Languages without word boundaries

For languages that don't use space characters to separate words, like Japanese, Chinese etc. the search engine interprets each character as a single word. For instance, searching for 逆に will return the same results as 逆 に, which actually matches sentences that only include these characters, but not necessarily in that particular order, or not contiguously. So you want to surround keywords with quotes: "逆に".

More details

The search ignores capitalization and punctuation (unless the punctuation happens to match one of the special characters described elsewhere on the page). An apostrophe within a word is not treated as punctuation, so you can find such words as "don't" by including them in an ordinary search string.

In some languages, including English, the search engine stems the search words by default. This means that it removes certain trailing sequences from both search words and indexed words. Thus a search for live will also find lived and living.

The languages in which the search engine stems words are: German, English, Finnish, French, Italian, Dutch, Portuguese, Russian, Spanish, Swedish and Turkish.

If you want to find an exact match for a word, you must precede it with an equals sign, as in =live. This may come as a surprise to users who are accustomed to Google Search, where wrapping a word or phrase in double quotes forces an exact match. In Sphinx, double quotes have a different function, which only affects multiword (phrase) searches: wrapping a phrase in double quotes requires matching sentences to contain words in the specified continuous sequence. Simply placing a phrase in quotes does not suppress stemming of its individual words. To do that, you will need to place an equals sign before each word in the phrase for which you want to suppress stemming.
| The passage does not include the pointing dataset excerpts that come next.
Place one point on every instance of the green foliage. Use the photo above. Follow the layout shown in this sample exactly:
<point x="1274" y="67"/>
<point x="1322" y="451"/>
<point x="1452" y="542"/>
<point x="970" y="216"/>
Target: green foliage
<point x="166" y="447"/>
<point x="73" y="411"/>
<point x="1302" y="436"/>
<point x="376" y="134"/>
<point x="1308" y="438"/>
As an example, take the search like thing. This will find like things, likely things, and even things like. Adding quotes, as in "like thing", will prevent a match against things like (where the words appear in the wrong order), but it will continue to match like things, likely things, and so on. By contrast, "=like =thing" will only match like thing (which does not occur in the Tatoeba corpus). Removing the double quotes, =like =thing, will match What made you do a silly thing like that? Removing one of the equals signs, as in like =thing, will find Such a strange thing is not likely to happen.

Note that a star (*) can be placed at the beginning and/or end of a string representing a word, but it if is placed in the middle, the search will always fail. Also, a string beginning and/or ending with a star must be at least three characters long.

Other search operators

  • A vertical bar (representing "or") finds examples where either of the words appears:

    • hate | detest will match sentences with either hate or detest (or both).
  • If you want to combine an or-expression with other terms, you need to put the or-expression in parentheses:

    • (red|blue) house will match sentences in which the word "house" appears together with either "red" or "blue" (or both)
  • A dash (or exclamation point) before a word prevents matches with sentences where the word appears: like -thing (or like !thing) will match I like ice cream but not I like that red thing.
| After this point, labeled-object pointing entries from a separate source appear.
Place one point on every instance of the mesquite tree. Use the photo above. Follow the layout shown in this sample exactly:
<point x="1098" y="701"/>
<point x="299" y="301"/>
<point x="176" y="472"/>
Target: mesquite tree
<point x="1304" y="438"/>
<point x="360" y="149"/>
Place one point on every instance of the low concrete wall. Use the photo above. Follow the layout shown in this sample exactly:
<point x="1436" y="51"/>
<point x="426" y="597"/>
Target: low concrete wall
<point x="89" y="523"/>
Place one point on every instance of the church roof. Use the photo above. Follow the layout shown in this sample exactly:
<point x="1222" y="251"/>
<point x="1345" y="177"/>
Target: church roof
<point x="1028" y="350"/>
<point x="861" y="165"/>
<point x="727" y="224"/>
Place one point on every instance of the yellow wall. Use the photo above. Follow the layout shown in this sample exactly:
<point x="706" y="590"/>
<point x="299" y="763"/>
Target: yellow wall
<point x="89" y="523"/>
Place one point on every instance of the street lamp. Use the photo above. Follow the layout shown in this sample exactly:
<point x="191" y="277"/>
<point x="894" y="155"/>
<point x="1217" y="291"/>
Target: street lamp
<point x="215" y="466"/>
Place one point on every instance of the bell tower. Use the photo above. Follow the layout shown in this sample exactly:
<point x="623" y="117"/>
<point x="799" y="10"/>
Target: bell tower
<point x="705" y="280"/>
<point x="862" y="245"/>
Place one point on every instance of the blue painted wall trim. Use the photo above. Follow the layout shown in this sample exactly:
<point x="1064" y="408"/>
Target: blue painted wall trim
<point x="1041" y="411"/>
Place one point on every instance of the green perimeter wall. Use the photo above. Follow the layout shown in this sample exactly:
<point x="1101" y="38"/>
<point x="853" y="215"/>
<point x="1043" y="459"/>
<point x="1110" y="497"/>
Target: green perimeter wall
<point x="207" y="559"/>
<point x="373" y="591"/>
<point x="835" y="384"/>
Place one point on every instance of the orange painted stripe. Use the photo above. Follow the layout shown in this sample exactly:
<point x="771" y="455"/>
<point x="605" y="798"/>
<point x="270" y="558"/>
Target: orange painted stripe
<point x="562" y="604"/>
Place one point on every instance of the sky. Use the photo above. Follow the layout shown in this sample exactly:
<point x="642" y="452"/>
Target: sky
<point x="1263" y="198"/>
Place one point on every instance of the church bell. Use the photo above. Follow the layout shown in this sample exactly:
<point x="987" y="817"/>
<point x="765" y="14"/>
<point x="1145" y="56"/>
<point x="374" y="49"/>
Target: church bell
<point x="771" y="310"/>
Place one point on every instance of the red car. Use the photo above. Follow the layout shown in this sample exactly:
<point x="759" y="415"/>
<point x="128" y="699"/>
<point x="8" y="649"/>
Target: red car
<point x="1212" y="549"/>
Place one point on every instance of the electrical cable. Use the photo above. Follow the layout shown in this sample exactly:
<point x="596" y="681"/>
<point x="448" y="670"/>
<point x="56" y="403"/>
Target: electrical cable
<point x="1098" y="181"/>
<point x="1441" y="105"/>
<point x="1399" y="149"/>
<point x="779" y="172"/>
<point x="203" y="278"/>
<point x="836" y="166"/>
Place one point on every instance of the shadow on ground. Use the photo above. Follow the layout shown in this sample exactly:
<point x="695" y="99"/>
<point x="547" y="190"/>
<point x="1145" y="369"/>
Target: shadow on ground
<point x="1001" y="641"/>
  • Putting a caret (^) before a word will match only sentences that begin with that word: ^great will match Great people are not always wise. but not You are the great love of my life.

  • Putting a dollar sign ($) after a word will match only sentences that end with that word: life$ will match This is the best day of my life. but not Life means nothing without friends.

  • If you want to search for sentences that contain nothing other than the specified words, use double quotes, a caret, and a dollar sign in combination: "^i love you$" will find I love you. and I love you! but not I love you more than you love me. (However, it will find I loved you. To prevent this match, use "^i =love you$".)

  • The strict order operator (<<) between two words will find sentences where the first word occurs before the second but not where the second word comes before the first. Thus dog << cat will find examples where dog precedes cat, but not vice versa.

See the Sphinx documentation for other functionality. Note that the documentation mentions keywords pertaining to specific fields in a document, but these are not relevant to Tatoeba.